Então, apesar de fotos que mostrem a ligação do Cláudio Castro com pessoas acusadas de participação no crime organizado, eu acredito que ele propositalmente esteja se aproveitando politicamente desse massacre.
IHU – Hoje já se fala em acelerar a análise da Proposta de Emenda à Constituição - PEC da Segurança Pública no Congresso Nacional. De forma geral, como avalia a proposta?
Carolina Grillo – A PEC não oferece nenhuma solução para a Segurança Pública no Brasil, ela constitucionaliza uma série de práticas que já estavam em vigor e tem algumas propostas interessantes de integração de dados, que podem ter efeitos benéficos na produção de algum marco civilizatório na gestão da Segurança Pública no país. [A proposta] regulariza algumas questões com relação aos repassas de recursos, mas não oferece nenhuma solução substantiva.
Não é do ponto de vista Legislativo que vamos encontrar uma solução para a Segurança Pública no Brasil, e sim do ponto de vista do Executivo, com a adoção de políticas públicas que, de fato, ofereçam alternativas, oportunidades para os jovens.
Ao mesmo tempo, [precisa oferecer] uma atuação policial no sentido de desmantelar o crime organizado, desmantelar essas redes de forma inteligente. Ou seja, não é exatamente com mudanças legislativas, embora elas sejam, sim, importantes, mas elas não oferecem uma solução para o problema da criminalidade.
No @JornalOGlobo: Com kombi e 4x4, resgate a corpos na mata após operação já dura 12 horas: ‘Tinha gente amarrada com tiro na testa’ https://t.co/eNgz320JTh
— Bernardo Mello Franco (@BernardoMF) October 29, 2025
IHU – Diante de tal cenário, de que forma o Estado e a sociedade devem lidar com um problema tão complexo e desafiador como o da Segurança Pública?
Carolina Grillo – O Estado tem a prerrogativa, em tese detém o monopólio da violência legítima, e deveria oferecer segurança à população, que é o que não temos observado.

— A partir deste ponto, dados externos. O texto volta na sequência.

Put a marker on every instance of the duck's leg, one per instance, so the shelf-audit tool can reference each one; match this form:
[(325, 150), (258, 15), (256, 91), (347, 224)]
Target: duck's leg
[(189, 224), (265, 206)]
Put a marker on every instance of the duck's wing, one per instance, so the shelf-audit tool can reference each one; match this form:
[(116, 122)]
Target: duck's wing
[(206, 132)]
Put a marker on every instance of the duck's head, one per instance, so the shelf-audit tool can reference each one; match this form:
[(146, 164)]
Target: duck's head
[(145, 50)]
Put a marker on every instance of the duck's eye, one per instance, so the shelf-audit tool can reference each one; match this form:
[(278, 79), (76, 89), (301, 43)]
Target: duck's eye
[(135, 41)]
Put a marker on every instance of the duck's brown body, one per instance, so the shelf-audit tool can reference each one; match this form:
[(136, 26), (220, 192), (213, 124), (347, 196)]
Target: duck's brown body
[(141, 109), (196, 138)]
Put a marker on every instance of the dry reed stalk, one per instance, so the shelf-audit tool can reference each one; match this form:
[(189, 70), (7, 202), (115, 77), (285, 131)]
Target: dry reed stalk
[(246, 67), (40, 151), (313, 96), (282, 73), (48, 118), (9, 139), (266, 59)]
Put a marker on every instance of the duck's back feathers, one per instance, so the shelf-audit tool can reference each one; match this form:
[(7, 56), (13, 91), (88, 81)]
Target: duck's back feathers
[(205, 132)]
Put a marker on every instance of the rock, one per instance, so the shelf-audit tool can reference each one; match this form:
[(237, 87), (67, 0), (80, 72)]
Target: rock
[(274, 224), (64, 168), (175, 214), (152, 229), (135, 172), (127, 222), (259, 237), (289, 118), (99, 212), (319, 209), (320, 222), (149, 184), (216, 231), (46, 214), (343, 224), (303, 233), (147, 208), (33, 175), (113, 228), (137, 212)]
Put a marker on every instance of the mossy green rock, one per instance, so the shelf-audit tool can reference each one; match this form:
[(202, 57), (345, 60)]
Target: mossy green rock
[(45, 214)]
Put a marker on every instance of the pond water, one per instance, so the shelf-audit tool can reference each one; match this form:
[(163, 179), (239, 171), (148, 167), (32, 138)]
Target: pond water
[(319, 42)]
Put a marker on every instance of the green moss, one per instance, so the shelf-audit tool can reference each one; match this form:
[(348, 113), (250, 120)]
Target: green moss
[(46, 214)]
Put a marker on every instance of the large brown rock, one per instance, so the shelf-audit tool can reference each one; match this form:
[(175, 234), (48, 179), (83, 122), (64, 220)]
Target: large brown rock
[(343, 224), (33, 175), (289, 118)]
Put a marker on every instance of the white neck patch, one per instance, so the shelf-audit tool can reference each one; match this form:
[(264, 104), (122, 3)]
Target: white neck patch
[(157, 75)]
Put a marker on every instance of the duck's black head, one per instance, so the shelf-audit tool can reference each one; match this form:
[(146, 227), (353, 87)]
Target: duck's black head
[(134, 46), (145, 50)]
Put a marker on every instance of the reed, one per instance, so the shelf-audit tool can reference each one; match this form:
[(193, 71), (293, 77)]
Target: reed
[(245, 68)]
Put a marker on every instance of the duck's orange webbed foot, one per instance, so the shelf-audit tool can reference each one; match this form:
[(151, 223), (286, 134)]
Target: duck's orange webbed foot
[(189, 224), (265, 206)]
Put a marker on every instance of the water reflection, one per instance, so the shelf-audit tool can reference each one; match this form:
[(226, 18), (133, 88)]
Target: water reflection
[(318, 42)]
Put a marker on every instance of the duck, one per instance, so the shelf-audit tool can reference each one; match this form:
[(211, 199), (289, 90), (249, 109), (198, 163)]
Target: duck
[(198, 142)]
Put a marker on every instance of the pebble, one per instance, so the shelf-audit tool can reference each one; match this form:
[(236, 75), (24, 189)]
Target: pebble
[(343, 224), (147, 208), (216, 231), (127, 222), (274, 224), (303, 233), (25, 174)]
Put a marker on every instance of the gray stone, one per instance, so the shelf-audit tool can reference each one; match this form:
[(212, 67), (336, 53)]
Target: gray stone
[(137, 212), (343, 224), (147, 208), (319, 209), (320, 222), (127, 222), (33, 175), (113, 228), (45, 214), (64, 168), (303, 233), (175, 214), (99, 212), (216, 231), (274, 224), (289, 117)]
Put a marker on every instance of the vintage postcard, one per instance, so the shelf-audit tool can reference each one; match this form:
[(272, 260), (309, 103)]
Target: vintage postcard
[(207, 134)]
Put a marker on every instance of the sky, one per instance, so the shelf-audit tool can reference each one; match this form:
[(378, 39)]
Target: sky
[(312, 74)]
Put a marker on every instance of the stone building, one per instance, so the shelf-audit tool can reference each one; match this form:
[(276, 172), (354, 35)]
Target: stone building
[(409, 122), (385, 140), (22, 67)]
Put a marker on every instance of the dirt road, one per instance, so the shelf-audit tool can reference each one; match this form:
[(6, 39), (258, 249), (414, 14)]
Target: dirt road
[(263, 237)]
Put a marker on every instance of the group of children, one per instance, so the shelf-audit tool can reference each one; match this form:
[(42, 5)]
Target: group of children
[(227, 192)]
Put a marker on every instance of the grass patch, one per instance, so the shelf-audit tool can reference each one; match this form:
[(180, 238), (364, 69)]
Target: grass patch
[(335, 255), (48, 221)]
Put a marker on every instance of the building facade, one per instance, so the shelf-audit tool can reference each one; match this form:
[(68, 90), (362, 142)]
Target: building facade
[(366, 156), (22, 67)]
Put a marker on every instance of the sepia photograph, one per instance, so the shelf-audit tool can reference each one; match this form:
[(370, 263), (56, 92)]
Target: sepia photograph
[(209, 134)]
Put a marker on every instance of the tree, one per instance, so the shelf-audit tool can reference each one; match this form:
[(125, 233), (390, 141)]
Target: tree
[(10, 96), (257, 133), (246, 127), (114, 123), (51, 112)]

Mas é preciso que a sua prerrogativa de uso da força seja usada dentro dos marcos legais, isto é, que haja algum controle democrático sobre o uso da força pelo Estado e a sociedade civil tem que participar desse controle democrático.
Atualmente vemos a sociedade civil chancelando o abuso do uso da força e o abuso de poder por parte das autoridades. É um ponto central das democracias que haja um controle democrático sobre o uso da força estatal e que, no caso das polícias aqui no Brasil, que esse controle seja externo, que conte com a participação da sociedade civil.
[1] O Massacre do Carandiru foi uma chacina que ocorreu no Brasil, em 2 de outubro de 1992, quando uma intervenção da Polícia Militar do Estado de São Paulo, para conter uma rebelião na Casa de Detenção de São Paulo (Carandiru), causou a morte de 111 detentos.
[2] Cheiro de Diesel é um documentário de 2025 com direção de Natasha Neri e Gizele Martins. O longa foi exibido em outubro no Festival do Rio e em breve chega aos cinemas. Confira a sinopse elaborada por Adoro Cinema: o filme documenta a traumática realidade vivida por moradores das favelas do Rio de Janeiro após viverem episódios de militarização, principalmente durante os megaeventos esportivos, ocasionalmente usados como forma de entretenimento e não repressão. Se tornando vítimas de um Estado cruel, o longa busca aumentar a voz daqueles que foram silenciados e, de alguma forma, lutar pela justiça daqueles que durante tanto tempo tiveram os seus direitos humanos violados.